In the above code, I assume that all classes in the project compile into the out directory, which will be in the system classloader's classpath when the program runs. I first execute a loop that moves Enum and EnumConsumer classes in a separate data directory, which classloaders l1 and l2 will use. This simulates l1 and l2 being packaged in the same deployment unit and is necessary to prevent them from delegating to their common parent system classloader. IEnumConsumer is left alone so that the result of ClassLoader.loadClass() could be cast to it. Both l1 and l2 are then asked to create two EnumConsumer instances, obj1 and obj2, which then validate the result of obj1.getObjects() twice:

>java -cp out Main
element 0 Ok
element 1 Ok
element 0 [FALSE] != Enum.FALSE
element 1 [TRUE] != Enum.TRUE

The last two lines of output show that obj2 will never be able to use Enum values that obj1 creates. Effectively, obj1 and obj2 have different views of what Enum class and its values are. Neither the reference comparison (==) nor the equals() method will work.

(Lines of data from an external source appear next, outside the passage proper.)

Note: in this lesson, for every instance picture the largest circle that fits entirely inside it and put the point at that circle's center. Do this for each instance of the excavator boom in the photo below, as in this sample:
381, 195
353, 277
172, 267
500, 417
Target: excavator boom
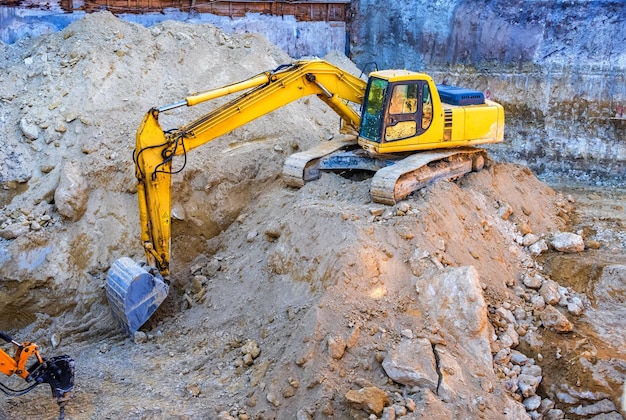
402, 112
136, 291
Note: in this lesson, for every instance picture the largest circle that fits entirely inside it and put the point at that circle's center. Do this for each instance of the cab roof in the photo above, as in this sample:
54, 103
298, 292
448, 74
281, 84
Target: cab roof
399, 75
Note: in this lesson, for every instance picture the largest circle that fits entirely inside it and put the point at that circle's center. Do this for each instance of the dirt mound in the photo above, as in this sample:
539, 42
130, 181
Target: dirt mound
314, 303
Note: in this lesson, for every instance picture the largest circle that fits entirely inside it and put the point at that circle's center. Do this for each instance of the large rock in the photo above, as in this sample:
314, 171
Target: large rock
454, 299
552, 318
568, 242
412, 363
71, 195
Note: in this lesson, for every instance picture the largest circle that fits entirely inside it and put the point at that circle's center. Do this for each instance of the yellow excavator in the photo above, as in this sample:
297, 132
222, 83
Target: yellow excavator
56, 371
408, 132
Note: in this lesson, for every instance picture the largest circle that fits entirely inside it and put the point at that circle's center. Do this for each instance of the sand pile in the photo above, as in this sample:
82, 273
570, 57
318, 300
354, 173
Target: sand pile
311, 303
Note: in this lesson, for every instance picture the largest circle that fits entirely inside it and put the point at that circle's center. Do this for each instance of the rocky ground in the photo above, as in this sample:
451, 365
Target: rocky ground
495, 296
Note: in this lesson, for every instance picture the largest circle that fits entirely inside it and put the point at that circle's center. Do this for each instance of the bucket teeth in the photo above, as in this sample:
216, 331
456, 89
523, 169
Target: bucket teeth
133, 293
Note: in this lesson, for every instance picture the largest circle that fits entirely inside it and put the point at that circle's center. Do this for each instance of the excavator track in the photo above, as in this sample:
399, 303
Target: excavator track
303, 167
395, 182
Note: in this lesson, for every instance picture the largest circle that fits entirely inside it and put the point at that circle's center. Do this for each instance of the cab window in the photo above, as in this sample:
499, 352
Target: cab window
403, 99
427, 108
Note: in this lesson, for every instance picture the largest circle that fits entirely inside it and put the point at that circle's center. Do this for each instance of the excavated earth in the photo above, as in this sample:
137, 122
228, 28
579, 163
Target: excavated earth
459, 302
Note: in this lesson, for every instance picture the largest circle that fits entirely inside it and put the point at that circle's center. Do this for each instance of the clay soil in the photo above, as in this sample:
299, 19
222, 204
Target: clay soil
259, 264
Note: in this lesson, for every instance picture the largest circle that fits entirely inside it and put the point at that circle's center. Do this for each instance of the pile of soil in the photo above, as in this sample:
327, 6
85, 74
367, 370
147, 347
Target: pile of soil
285, 303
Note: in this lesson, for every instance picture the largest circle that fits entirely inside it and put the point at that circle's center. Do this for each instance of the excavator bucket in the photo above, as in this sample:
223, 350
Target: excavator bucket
134, 294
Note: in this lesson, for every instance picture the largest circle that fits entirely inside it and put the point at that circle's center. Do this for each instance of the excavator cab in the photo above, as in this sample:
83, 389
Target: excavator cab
401, 113
396, 111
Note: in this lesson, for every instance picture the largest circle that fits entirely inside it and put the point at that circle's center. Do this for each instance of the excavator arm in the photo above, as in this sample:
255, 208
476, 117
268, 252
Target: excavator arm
155, 149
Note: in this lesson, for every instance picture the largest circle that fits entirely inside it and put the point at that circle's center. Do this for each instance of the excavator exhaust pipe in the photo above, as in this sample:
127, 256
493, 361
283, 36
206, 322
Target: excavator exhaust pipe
134, 294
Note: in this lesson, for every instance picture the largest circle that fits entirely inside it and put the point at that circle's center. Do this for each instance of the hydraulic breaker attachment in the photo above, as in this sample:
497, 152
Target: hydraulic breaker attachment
58, 371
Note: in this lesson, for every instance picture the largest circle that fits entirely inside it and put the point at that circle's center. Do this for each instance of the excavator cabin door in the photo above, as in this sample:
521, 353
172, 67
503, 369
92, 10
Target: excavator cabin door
409, 110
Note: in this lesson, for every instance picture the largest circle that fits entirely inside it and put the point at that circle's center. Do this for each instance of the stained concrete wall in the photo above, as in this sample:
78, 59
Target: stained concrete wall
558, 67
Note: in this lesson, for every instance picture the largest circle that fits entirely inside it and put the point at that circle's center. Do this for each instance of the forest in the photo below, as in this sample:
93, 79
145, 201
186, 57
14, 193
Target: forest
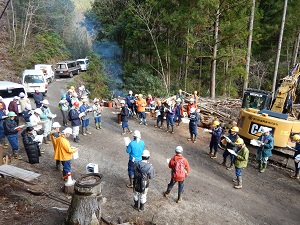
216, 47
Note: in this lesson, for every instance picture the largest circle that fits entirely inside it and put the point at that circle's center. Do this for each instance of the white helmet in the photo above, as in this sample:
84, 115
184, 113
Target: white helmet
136, 133
178, 149
28, 107
45, 102
56, 125
146, 153
38, 111
68, 130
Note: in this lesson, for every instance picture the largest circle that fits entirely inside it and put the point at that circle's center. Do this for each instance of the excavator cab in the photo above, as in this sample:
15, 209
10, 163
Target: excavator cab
257, 99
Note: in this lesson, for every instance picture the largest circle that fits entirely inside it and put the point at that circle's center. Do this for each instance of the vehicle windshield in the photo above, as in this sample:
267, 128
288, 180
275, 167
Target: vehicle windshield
34, 79
11, 92
254, 101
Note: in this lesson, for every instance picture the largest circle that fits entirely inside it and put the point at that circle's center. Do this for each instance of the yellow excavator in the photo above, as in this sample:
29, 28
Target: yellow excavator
260, 109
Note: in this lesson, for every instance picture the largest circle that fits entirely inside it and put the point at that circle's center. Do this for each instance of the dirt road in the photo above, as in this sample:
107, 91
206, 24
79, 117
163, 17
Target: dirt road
209, 197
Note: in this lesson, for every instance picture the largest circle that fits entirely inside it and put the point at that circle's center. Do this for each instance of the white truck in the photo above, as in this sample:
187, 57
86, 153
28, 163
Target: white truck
47, 70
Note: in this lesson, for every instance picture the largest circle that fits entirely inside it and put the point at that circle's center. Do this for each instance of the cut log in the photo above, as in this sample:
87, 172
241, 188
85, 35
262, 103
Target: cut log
85, 208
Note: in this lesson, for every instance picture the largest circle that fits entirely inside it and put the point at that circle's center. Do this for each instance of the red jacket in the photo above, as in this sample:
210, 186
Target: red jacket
185, 162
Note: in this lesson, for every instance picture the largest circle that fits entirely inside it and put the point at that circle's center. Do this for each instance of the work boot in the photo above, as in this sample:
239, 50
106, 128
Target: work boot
45, 141
136, 205
179, 199
142, 207
130, 185
259, 164
166, 193
214, 156
263, 169
86, 131
240, 183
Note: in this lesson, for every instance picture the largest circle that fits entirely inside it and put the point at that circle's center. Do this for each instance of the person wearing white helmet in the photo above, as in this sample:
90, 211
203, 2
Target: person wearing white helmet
143, 172
178, 111
135, 150
191, 105
170, 111
13, 107
11, 132
141, 107
264, 151
36, 121
193, 125
97, 110
38, 97
47, 117
85, 109
63, 151
129, 102
27, 112
180, 169
23, 101
124, 117
54, 134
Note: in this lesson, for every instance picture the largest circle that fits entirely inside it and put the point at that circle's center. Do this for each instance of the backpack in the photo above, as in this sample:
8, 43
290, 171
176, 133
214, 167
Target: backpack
69, 117
140, 181
179, 170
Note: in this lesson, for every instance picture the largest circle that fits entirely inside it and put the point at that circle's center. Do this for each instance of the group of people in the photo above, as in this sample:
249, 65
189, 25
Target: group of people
140, 171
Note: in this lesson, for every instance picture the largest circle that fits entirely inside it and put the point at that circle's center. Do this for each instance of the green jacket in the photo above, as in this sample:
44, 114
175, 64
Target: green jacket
241, 160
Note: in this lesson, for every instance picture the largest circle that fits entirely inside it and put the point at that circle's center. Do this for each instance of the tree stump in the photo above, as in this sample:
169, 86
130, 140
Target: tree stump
85, 208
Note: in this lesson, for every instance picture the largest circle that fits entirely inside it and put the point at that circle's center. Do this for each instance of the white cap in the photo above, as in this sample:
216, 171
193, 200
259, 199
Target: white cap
68, 130
45, 102
146, 153
56, 125
28, 107
38, 111
265, 129
136, 133
178, 149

In fact, fixing the Enum class so it works in this case would require a nontrivial amount of effort. You can override Object.equals() for Enum to use reflection in order to compare class names and m_value values. This will of course eliminate the speed advantage of a typesafe enum type. Besides, it would definitely be too much work for something that has no issues with the old typeunsafe construct in the first place.

Ironically, core JDK classes are in little danger of this happening because they always load precisely once from the same bootstrap classloader. However, we, the developers, can run into this issue with custom-loaded code.

Proceed with caution

The typesafe enum pattern may require too much work to be truly safe in all situations, especially if your runtime involves serialization or a complex classloader structure -- typical elements of Java 2 Platform, Enterprise Edition (J2EE) applications. In certain cases, it won't work at all. As such, the pattern is an unreliable substitute for a basic feature that the Java language lacks: a compiler-supported enum feature. In many cases, you're better off using the good old set-of-static-primitive-values enumeration.

Vladimir Roubtsov has programmed in a variety of procedural languages for more than 12 years and Java since 1995. Currently, he develops enterprise software as a senior developer for Trilogy in Austin, Texas. In his spare time, Vladimir develops software tools based on Java byte code or source code instrumentation.